Kreuz und quer fährt er mit seinem "Correamobil" durchs Land, der Indianer-Poncho steht ihm ebenso gut wie ein italienischer Maßanzug. Die Opposition ist zersplittert, sieben Kandidaten treten gegen Correa an, keiner ist ihm wirklich gefährlich.

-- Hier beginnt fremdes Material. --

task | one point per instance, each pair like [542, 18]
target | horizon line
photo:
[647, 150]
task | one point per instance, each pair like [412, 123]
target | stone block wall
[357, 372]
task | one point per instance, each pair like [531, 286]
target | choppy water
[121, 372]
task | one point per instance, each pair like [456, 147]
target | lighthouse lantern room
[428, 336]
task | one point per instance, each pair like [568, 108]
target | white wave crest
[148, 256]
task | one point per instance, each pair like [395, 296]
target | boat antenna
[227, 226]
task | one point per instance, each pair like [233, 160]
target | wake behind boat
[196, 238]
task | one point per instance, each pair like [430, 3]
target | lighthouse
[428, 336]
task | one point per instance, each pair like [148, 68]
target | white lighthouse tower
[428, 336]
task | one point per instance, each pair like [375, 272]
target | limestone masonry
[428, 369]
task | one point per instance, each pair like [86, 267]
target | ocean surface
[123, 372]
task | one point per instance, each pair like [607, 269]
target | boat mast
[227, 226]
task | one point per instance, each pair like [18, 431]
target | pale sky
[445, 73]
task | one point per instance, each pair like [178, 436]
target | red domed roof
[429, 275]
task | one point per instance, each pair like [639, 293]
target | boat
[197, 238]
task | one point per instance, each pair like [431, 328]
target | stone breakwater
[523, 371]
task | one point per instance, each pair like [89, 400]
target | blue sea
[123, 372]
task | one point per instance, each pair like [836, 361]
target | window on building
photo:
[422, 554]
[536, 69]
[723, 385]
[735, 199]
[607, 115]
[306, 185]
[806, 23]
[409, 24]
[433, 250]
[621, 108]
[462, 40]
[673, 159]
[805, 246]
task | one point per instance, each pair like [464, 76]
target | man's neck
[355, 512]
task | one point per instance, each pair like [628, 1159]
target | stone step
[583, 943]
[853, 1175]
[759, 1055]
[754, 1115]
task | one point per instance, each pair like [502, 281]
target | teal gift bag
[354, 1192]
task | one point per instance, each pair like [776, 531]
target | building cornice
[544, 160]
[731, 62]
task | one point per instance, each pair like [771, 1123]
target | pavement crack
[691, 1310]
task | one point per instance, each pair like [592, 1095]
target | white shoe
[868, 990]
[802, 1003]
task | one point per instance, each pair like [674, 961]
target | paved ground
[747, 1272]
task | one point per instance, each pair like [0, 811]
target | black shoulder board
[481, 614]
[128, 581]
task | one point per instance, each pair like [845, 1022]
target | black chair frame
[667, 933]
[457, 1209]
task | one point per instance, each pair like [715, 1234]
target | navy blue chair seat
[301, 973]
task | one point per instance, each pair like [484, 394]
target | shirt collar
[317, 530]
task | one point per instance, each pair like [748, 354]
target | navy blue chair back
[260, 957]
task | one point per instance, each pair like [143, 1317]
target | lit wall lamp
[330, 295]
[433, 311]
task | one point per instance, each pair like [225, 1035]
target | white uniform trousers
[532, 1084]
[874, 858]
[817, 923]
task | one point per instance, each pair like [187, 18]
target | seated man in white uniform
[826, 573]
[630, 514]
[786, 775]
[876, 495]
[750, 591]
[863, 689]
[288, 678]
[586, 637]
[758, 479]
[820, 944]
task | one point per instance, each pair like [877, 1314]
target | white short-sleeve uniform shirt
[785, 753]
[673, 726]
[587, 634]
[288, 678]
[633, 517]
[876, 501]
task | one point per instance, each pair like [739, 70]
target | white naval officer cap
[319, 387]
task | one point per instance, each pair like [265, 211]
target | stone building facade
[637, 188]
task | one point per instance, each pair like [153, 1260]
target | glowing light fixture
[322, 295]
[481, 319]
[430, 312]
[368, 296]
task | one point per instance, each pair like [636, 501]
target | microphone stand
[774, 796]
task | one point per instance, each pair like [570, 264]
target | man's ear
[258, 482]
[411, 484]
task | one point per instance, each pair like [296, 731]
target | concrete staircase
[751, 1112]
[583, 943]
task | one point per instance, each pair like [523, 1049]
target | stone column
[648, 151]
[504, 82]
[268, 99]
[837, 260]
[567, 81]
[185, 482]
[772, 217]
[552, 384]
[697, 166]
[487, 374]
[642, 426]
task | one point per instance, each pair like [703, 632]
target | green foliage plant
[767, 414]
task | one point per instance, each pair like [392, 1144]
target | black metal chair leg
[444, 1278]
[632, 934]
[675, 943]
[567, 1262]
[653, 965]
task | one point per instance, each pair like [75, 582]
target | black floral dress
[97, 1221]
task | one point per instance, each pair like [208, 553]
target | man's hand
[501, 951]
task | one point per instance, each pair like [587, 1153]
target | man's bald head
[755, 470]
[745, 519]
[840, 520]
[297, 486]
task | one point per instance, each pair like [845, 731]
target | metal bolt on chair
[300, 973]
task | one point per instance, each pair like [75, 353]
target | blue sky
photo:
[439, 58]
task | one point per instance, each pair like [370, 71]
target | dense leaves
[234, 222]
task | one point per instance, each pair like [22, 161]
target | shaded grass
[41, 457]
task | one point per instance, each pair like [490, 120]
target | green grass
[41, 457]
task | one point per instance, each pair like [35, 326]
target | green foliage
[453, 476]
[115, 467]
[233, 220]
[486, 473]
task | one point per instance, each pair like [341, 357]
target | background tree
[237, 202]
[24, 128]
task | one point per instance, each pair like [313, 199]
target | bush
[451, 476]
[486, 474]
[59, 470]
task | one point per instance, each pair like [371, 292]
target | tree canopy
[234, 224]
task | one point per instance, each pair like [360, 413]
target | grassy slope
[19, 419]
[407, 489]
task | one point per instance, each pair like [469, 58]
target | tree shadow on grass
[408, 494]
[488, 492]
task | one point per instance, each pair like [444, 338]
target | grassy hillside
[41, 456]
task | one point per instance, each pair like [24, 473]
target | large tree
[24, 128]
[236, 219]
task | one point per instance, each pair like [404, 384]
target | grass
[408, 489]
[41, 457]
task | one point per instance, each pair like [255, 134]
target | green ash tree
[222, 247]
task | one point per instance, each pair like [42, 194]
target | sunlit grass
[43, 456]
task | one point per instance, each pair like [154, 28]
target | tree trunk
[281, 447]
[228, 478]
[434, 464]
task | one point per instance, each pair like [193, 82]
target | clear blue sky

Der Wirtschaftsexperte aus der heißen Hafenstadt Guayaquil hat die einstige Bananenrepublik, die zwischen 1997 und 2005 drei Präsidenten verbraucht hat, mit einer Mischung aus sozialdemokratischer Wirtschaftspolitik und linker Populisten-Rhetorik auf Vordermann gebracht. Demokratischer ist sie dabei nicht geworden, wohl aber reicher und stabiler.

Correa versteht etwas von Wirtschaft, er hat in den USA und Belgien studiert, das unterscheidet ihn von seinem Freund Hugo Chávez, einem ehemaligen Unteroffizier. Natürlich hat er auch Glück gehabt: Der Ölpreis ist gestiegen, das Einkommen der Regierung hat sich seit 2006 verdreifacht, über die Hälfte stammt aus den Ölexporten. Aber anders als Chávez weiß er den Reichtum auch zu verwalten.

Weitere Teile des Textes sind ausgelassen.